The Doctor goes up to see Stevens and rejects his brainwashing advances. Yates however is brainwashed and is sent to kill Jones.

The Doctor escapes and reaches Jones just as Yates bursts in and tries to shoot the brigadier and Jones. The Doctor brings him out of the trance.

The Doctor and Jones then begin work on an agent to kill the maggots. While the brigadier tries his own methods of blowing them up. Which doesn't quite work. Meanwhile the Doctor goes back to sort Stevens and BOSS out. He gives the computer an unsolvable riddle to solve, and it literally blows it's top, taking Stevens with it.

Jones stumbles across a solution when Jo accidentally spills some of his Fungus on his attempts to find a cure. But by that time she has already gone to try and bag herself a live maggot, which she thinks he will need. He races off to try and find her on the slag heaps.

Jones finds Grant and they seek shelter inside a cave, but a maggot is also in there and infects him. Eventually the Doctor rescues them both and takes them back.

Jones falls ill and the Doctor races to try and make sense of his experiments to try and find a cure. Eventually it's Jo, who, recalling the accident with the fungus, leads him to the answer.

Using the fungus solution, the maggots are wiped out, and Prof Jones is cured. Much to he relief of Jo who has fallen in love with him.

Prof Jones asks Jo to go up the Amazon with him and too marry her, which she agrees. In a tearful bittersweet ending, Jo and the Doctor part, he leaving the party to celebrate her impending wedding, and heading off with Bessie across a twilight landscape. It really is beautifully done. And anyone who tells you there is no emotional impact on classic Doctor Who should be made to watch this.

So, The Green Death is not only a scary story with truly horrid monsters, it's a love story, a story about the abuse of the environment, and about the power computers could have over man. There's a lot going on here.

The use of real maggots is inspired and also the model giant ones are realistic enough to convince you to get out of their way. Also, the lighting effects on the green skin infection look fantastic, even by today's standards.

Again, the characters are strong in this story with fantastic performances from everyone. Particularly, Stewart Bevan as Prof Jones, who incidentally was just beginning a real life relationship with Katy Manning (Jo Grant). A case of fiction copying fact. So the emotional impact of that ending where the Doctor and Jo part, was felt more so, as Manning and Pertwee had such a strong connection throughout her run. He acted as a father like figure to her. Introducing her to the world of TV acting.
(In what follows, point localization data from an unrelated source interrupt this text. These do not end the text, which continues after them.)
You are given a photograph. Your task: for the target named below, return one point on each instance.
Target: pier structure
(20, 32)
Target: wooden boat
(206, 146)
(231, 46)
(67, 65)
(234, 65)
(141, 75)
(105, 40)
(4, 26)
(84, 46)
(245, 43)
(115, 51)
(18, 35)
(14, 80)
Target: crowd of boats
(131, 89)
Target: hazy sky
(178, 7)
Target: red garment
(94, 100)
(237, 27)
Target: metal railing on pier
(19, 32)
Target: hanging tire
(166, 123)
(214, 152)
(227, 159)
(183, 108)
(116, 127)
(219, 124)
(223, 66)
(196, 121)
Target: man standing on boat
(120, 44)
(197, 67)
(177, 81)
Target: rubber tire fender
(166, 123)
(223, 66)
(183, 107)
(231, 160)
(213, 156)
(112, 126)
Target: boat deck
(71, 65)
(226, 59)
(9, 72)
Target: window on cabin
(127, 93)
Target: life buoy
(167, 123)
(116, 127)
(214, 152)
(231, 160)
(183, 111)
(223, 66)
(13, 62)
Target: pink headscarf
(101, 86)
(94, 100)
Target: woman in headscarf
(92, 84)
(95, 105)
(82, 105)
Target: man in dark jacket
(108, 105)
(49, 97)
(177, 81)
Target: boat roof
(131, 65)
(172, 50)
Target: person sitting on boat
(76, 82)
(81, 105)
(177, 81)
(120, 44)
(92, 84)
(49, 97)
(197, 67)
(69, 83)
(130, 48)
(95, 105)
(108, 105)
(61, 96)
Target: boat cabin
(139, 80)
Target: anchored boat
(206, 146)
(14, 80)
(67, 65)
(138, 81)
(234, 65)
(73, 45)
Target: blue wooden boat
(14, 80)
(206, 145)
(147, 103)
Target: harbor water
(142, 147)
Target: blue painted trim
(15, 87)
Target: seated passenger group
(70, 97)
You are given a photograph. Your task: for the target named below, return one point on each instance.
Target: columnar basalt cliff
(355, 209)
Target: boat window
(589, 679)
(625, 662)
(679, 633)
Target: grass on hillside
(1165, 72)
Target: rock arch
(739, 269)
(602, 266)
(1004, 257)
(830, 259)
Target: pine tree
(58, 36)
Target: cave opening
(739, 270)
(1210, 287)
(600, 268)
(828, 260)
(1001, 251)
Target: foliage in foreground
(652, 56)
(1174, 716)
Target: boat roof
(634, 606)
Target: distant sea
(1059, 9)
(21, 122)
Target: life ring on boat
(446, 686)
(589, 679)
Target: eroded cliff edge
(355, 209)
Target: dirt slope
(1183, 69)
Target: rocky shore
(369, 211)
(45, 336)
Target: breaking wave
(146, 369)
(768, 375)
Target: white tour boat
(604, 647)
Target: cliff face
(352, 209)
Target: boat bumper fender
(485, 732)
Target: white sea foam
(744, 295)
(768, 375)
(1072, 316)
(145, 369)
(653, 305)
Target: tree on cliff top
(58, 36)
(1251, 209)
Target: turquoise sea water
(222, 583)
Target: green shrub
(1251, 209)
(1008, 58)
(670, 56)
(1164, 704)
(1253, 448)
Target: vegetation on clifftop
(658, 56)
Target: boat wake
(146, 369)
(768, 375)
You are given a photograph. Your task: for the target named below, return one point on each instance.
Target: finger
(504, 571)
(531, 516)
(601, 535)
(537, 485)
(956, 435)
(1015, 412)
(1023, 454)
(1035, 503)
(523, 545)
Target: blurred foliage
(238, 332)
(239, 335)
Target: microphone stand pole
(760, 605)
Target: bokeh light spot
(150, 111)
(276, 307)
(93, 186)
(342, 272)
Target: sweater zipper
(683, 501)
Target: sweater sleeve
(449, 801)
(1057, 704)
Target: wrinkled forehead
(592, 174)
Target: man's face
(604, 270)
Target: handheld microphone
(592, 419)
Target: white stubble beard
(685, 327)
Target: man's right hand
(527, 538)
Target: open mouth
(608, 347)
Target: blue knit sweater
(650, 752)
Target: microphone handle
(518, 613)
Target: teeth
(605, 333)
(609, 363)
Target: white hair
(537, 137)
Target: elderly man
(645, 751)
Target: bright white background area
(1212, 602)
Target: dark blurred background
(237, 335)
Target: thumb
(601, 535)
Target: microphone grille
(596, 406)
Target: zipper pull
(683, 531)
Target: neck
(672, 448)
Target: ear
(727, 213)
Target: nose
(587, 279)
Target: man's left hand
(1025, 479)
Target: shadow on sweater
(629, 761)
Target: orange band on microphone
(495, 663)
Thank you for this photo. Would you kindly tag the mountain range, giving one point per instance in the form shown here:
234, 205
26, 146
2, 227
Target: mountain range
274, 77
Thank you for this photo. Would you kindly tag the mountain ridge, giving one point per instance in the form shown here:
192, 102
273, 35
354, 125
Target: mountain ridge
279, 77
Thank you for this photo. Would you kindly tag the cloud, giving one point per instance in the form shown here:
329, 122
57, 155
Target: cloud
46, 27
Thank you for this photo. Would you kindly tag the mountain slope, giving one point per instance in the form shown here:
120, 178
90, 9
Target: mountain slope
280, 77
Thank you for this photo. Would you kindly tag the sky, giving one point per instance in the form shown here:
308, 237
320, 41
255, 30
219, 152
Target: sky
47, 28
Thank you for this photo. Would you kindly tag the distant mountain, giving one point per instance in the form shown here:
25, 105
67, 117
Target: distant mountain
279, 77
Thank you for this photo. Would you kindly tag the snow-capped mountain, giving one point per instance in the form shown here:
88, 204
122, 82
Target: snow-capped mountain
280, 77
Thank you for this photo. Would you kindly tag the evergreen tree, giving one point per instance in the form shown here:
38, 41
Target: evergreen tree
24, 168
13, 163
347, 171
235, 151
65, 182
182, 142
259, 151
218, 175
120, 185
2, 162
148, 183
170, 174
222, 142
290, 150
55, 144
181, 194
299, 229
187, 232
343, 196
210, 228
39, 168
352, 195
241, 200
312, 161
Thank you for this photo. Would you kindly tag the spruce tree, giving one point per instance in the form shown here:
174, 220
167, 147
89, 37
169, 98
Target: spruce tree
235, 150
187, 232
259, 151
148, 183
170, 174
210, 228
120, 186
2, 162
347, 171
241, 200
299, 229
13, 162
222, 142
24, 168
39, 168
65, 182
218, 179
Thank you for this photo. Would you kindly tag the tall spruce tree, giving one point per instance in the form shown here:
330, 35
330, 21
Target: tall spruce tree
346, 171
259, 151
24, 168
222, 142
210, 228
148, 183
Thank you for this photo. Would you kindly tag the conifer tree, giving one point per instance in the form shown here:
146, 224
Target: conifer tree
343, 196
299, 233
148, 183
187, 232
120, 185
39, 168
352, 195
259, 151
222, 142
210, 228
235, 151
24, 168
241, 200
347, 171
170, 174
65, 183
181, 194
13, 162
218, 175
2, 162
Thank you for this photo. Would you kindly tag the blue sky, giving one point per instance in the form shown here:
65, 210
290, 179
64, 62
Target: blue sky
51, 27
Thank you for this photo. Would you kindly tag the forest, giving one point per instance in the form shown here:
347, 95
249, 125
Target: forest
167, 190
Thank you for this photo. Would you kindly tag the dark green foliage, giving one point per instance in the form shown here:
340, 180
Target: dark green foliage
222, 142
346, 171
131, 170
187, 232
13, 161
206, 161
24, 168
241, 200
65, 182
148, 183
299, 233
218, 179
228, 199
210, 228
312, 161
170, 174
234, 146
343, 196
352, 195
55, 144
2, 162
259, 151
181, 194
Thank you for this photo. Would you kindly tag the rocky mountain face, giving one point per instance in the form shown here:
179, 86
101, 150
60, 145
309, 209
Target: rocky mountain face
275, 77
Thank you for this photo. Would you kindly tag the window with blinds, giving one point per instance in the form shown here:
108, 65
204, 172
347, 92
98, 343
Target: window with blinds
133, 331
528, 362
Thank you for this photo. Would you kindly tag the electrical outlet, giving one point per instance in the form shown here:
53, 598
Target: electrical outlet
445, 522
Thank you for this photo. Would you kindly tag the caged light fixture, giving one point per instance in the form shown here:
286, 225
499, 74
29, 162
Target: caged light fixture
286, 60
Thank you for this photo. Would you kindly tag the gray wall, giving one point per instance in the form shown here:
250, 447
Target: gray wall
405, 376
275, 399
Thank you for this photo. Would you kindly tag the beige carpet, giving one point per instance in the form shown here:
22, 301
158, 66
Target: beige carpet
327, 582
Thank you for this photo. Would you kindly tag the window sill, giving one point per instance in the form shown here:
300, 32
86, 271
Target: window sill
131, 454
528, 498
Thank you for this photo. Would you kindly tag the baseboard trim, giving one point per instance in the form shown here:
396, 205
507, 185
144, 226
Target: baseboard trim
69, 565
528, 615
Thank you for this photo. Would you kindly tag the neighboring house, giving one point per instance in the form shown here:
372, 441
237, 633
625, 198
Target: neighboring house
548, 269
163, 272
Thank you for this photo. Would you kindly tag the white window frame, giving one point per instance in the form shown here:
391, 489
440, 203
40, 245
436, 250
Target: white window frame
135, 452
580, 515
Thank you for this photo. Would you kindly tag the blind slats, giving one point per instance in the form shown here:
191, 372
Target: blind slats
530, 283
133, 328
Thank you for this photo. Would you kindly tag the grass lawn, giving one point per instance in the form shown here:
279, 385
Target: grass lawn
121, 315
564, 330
I think, this story had been one of, if not my favourite Pertwee's. It has such a lot going for it. And on top of that it spelled the end of an era. Doctor Who was in the process of changing again. New characters were going to come in. And Pertwee's time in the show was beginning to wind down. But not without one last series.

Some good extras on the DVD too. Including Jo's return a few years ago on The Sara Jane Adventures with Liz Sladen. The two compare notes on their time in the TARDIS and get to meet the latest Doctor, Matt Smith. Well worth a watch.